Un Snapchat destiné aux entreprises : Snapchat discovery

Snapchat a lancé son nouveau service, le 28 janvier 2015, nommé « Snapchat discovery » qui permet de donner de l’espace aux entreprises pour diffuser de la publicité, des articles, ou des extraits vidéo.
Snapchat sépare ainsi l’espace publicitaire et permet une valorisation économique de la plateforme. Cependant, l’application, en mettant fin à ce mélange image d’amis / image de marque, perdrait de son intérêt premier pour les marques qui ne bénéficient plus d’une entrée dans la sphère « intime » des consommateurs. En effet, l’avantage de l’application jusqu’ici était qu’elle proposait aux marques de s’immiscer dans la vie sociale du consommateur et ainsi de contrer la certaine « réticence » que les utilisateurs peuvent avoir à l’égard du message publicitaire. Le sentiment d’oppression par la publicité ne peut se manifester : l’utilisateur ajoute le compte de sa propre initiative, et clique volontairement sur le « snap » ou la « story ».

En créant un espace unique pour la découverte de marque dans le fil de « snaps », l’impact auprès des utilisateurs-consommateurs risque d’être moins grand. L’utilisateur de l’application serait soumis à une logique commerciale de facto, sans possibilité d’agir sur un espace qu’il a fini par considérer comme personnel. On forcerait alors le rapport d’intimité entre la marque et l’utilisateur, de manière injustifiée et par là-même peu efficace. L’affection portée par l’utilisateur ne serait plus aussi intense de par la surreprésentation des marques.

Luxe et digital, un binôme encore à questionner ?

Malgré l’aspect intimiste de l’application donnant l’illusion d’une relation privilégiée avec l’utilisateur, nous arrivons très vite à questionner la pertinence médiatique de Snapchat pour une industrie qui construit son image sur un temps long et sur l’affirmation de son historicité.

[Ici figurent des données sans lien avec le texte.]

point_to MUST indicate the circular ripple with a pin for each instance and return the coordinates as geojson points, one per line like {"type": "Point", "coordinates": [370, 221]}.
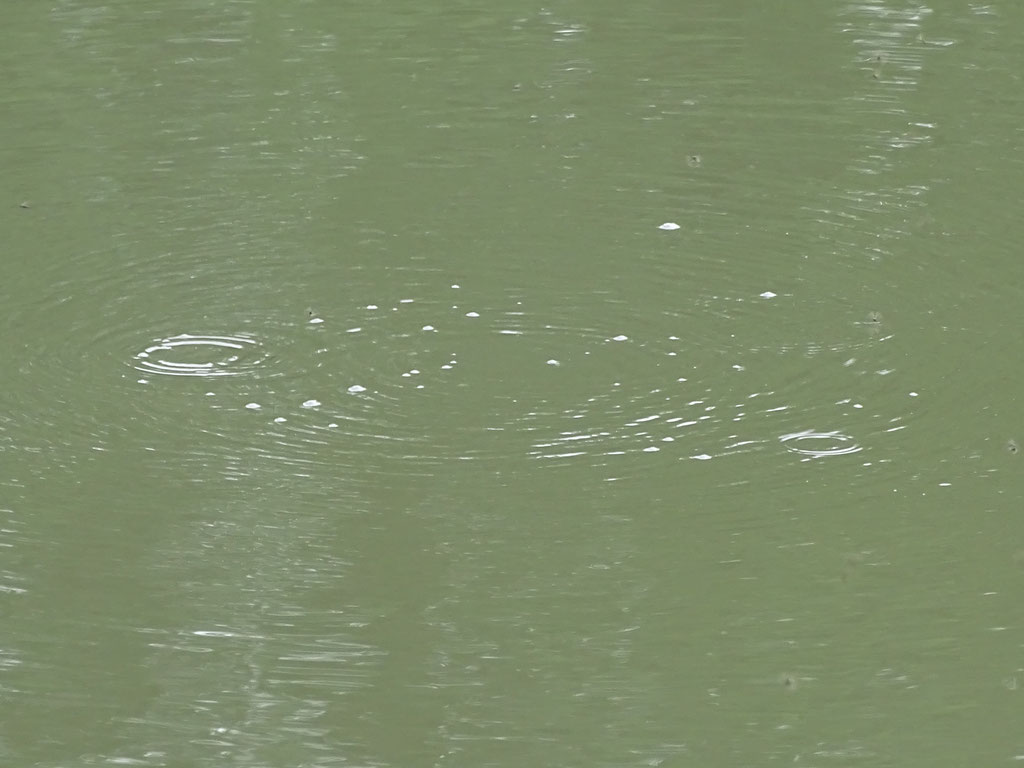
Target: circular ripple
{"type": "Point", "coordinates": [185, 354]}
{"type": "Point", "coordinates": [819, 444]}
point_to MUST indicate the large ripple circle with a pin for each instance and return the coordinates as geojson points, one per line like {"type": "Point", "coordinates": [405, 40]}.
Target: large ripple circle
{"type": "Point", "coordinates": [185, 354]}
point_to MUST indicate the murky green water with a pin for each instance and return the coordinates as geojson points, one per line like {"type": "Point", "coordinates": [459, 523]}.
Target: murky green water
{"type": "Point", "coordinates": [406, 385]}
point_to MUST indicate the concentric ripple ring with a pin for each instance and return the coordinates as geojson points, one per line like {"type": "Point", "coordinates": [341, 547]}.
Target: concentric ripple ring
{"type": "Point", "coordinates": [819, 444]}
{"type": "Point", "coordinates": [186, 354]}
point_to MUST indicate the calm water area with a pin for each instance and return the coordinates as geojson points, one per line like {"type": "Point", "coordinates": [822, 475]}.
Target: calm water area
{"type": "Point", "coordinates": [511, 384]}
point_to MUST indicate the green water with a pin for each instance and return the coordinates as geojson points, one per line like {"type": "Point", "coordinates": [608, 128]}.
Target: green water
{"type": "Point", "coordinates": [462, 385]}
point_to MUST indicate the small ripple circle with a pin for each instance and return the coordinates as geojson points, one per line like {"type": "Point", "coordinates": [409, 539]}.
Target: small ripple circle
{"type": "Point", "coordinates": [186, 354]}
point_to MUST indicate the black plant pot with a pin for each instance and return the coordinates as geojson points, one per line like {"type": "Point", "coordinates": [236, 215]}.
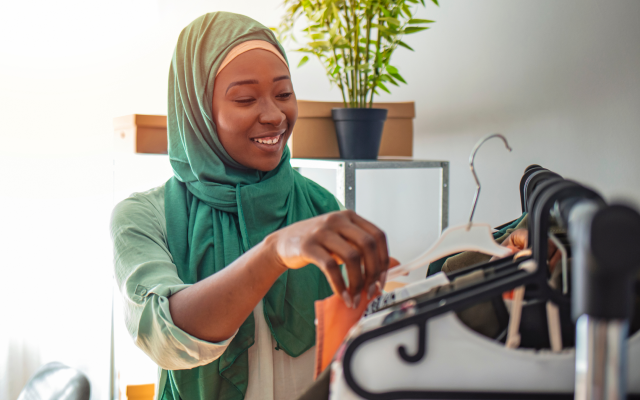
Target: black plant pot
{"type": "Point", "coordinates": [359, 131]}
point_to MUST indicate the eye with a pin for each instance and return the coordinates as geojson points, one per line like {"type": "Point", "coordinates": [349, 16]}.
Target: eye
{"type": "Point", "coordinates": [284, 96]}
{"type": "Point", "coordinates": [244, 100]}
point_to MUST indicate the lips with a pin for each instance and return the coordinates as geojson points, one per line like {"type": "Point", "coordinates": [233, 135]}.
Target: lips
{"type": "Point", "coordinates": [269, 140]}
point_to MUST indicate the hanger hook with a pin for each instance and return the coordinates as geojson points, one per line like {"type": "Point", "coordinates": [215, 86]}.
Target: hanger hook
{"type": "Point", "coordinates": [472, 159]}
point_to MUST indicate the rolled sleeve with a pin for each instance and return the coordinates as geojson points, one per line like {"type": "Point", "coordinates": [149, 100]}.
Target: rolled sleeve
{"type": "Point", "coordinates": [147, 277]}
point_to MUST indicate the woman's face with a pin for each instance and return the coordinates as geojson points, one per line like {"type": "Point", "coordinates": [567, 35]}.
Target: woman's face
{"type": "Point", "coordinates": [254, 109]}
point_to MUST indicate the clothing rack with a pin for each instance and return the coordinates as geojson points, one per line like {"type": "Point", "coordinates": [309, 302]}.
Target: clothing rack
{"type": "Point", "coordinates": [606, 257]}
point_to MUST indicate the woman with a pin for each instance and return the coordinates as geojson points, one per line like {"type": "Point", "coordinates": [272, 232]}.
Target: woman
{"type": "Point", "coordinates": [214, 265]}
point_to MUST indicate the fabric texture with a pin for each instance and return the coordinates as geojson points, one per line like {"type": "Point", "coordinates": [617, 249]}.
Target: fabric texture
{"type": "Point", "coordinates": [216, 209]}
{"type": "Point", "coordinates": [250, 45]}
{"type": "Point", "coordinates": [499, 236]}
{"type": "Point", "coordinates": [147, 277]}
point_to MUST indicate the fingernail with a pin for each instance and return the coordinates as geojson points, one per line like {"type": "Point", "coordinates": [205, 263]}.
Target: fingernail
{"type": "Point", "coordinates": [347, 299]}
{"type": "Point", "coordinates": [356, 301]}
{"type": "Point", "coordinates": [372, 289]}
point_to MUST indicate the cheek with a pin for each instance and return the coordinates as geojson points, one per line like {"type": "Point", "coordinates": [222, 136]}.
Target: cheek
{"type": "Point", "coordinates": [291, 111]}
{"type": "Point", "coordinates": [230, 124]}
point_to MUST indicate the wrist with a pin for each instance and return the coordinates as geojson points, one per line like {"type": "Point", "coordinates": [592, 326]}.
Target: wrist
{"type": "Point", "coordinates": [270, 253]}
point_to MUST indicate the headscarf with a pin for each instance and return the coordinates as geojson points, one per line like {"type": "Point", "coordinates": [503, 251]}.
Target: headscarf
{"type": "Point", "coordinates": [216, 209]}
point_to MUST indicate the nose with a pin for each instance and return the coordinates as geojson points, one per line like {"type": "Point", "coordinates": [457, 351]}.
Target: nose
{"type": "Point", "coordinates": [271, 114]}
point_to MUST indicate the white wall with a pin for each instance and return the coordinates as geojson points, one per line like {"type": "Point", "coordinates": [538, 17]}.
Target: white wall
{"type": "Point", "coordinates": [560, 78]}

L’intérêt médiatique est clair pour les marques de mode bas et moyenne gamme, avec une possibilité de viser un public large et jeune. En revanche, les grandes marques de luxe restent en marge d’un phénomène comme celui-ci, puisqu’elles souffriraient de son caractère grand public voire cheap, dégradant pour leur image.

C’est là où la magie de Snapchat s’arrête et où commence celles d’autres médias, dont un qui fait un retour fracassant en 2014 dans ce secteur : le média imprimé. En effet, entre Karl Lagerfeld qui lance sa revue gratuite Karl Daily et le site de vente en ligne Net-à-Porter qui lance son magazine mensuel Porter , inspiré du modèle de Vogue, on assiste à une réaffirmation du papier dans un univers digital en ébullition.
Le papier apparaît alors comme l’outil de l’institutionnalisation ; il trouve sa reconnaissance dans le digital par sa matérialité et sa capacité à faire sens mais également à circuler de main en main, de lieu en lieu.
Ainsi, Snapchat se positionne comme un produit digital de l’intime qui permet à un segment de l’industrie de la mode d’élaborer un lien direct avec le consommateur-utilisateur. Cependant, le média digital reste pour le moment considéré comme moins prestigieux que le média papier, surtout pour des marques de mode de luxe, le couple Snapchat – marque de luxe reste donc à relativiser.